The rate of ATP resupply is the slowest of the three systems, because the process is long and depends on oxygen delivery by the heart, lungs and blood. The trade off is an enormous yield: complete breakdown of glucose releases many times more ATP than glycolysis alone, and fat yields more again. This is why endurance athletes can keep going for hours at a sustainable pace.

Duration

The aerobic system is the predominant energy supplier for any continuous activity lasting longer than about two minutes, and it remains dominant for as long as intensity stays at a sustainable level. The longer and lower the intensity, the more completely the body relies on it and the more it favours fat as a fuel.

By-products

The by-products of aerobic energy production are carbon dioxide and water (plus heat). Carbon dioxide is breathed out and water is reused or lost as sweat and vapour. Crucially, none of these are fatiguing in the way lactic acid is, which is why steady aerobic exercise can be sustained for a very long time without the burning fatigue of anaerobic work.

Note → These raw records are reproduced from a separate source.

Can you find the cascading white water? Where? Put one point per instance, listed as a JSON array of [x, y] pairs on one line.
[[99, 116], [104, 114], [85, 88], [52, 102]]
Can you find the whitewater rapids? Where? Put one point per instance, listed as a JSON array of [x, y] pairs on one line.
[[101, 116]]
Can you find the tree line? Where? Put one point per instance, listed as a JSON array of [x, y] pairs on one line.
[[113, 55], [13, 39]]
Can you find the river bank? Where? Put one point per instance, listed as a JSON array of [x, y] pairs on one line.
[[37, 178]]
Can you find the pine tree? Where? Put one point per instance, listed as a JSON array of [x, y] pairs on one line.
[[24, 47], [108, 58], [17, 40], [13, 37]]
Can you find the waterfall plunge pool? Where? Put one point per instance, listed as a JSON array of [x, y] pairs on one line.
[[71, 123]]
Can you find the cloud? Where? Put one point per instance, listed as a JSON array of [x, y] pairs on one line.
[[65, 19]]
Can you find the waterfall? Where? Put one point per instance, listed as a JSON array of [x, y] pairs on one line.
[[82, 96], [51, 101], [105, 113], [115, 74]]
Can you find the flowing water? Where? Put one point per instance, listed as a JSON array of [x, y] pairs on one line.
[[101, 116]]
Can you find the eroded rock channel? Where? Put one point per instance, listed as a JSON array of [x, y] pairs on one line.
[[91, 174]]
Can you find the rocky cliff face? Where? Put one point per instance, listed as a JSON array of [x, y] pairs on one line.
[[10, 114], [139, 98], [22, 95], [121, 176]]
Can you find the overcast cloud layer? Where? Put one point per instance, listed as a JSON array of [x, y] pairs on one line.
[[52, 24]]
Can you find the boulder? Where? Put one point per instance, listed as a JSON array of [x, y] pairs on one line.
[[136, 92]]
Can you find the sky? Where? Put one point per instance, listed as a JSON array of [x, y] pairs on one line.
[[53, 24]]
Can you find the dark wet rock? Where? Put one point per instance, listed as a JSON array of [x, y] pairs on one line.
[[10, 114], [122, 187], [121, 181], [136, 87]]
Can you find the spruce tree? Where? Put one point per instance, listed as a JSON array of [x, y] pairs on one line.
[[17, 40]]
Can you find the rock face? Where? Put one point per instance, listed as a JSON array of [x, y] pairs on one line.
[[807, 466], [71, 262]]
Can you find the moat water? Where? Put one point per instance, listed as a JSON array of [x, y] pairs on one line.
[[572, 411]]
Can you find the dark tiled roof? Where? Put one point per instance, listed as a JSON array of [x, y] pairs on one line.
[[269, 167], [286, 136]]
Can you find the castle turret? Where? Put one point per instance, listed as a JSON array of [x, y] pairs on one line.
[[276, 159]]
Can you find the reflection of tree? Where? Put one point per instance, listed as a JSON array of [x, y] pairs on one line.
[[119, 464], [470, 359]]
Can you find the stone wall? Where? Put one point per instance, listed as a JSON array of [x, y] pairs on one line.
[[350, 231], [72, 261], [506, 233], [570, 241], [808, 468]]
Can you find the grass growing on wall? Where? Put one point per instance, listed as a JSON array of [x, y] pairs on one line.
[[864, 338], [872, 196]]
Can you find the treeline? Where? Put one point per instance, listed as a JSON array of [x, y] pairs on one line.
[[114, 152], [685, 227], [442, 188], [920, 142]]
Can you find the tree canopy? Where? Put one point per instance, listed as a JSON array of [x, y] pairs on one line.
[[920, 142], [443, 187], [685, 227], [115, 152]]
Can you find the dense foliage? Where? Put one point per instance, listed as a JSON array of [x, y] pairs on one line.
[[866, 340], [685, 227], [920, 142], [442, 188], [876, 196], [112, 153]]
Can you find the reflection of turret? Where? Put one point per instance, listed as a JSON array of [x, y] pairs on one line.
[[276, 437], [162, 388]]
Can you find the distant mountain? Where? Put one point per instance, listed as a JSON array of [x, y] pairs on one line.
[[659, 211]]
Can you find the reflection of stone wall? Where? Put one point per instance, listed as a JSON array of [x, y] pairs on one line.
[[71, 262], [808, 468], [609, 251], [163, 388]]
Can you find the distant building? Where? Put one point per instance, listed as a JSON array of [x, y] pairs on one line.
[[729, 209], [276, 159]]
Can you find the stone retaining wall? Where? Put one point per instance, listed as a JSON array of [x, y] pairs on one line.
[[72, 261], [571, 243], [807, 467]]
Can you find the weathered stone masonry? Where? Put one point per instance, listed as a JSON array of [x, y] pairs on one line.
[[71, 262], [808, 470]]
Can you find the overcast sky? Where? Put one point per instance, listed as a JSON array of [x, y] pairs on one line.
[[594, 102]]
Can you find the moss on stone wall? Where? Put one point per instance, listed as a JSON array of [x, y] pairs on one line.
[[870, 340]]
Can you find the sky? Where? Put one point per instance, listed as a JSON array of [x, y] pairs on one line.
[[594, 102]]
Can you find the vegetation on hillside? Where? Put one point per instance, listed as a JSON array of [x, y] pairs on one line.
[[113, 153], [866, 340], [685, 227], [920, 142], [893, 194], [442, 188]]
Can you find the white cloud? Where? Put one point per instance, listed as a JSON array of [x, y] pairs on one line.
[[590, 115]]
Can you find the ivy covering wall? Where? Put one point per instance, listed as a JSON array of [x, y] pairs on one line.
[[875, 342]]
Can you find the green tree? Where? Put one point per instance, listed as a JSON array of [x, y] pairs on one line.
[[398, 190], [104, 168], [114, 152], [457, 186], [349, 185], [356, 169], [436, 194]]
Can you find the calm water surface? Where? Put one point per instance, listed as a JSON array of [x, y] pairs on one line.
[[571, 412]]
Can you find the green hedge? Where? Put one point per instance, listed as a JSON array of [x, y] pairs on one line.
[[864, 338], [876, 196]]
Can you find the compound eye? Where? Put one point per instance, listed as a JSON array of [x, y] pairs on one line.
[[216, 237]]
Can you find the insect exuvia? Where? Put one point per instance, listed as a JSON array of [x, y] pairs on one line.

The interplay at the start

At the onset of exercise the aerobic system cannot meet demand immediately, creating an oxygen deficit covered by the ATP-PC and anaerobic glycolytic systems. As breathing and heart rate rise and oxygen delivery increases, the aerobic contribution grows until it can meet the demand at submaximal intensities, reaching a steady state.

Sports that rely on it

The aerobic system dominates endurance events: the marathon, distance running, road cycling, distance swimming, triathlon and cross country. It also underpins recovery between high intensity bursts in team sports, because it clears the by-products of anaerobic work and restores phosphocreatine.

How this maps to the exam

For a duration over two minutes or any endurance scenario, identify the aerobic system, state carbohydrate and fat as fuels with oxygen, the slow rate and very high yield, carbon dioxide and water as non-fatiguing by-products, and an endurance sport. Noting the oxygen deficit at the start adds depth.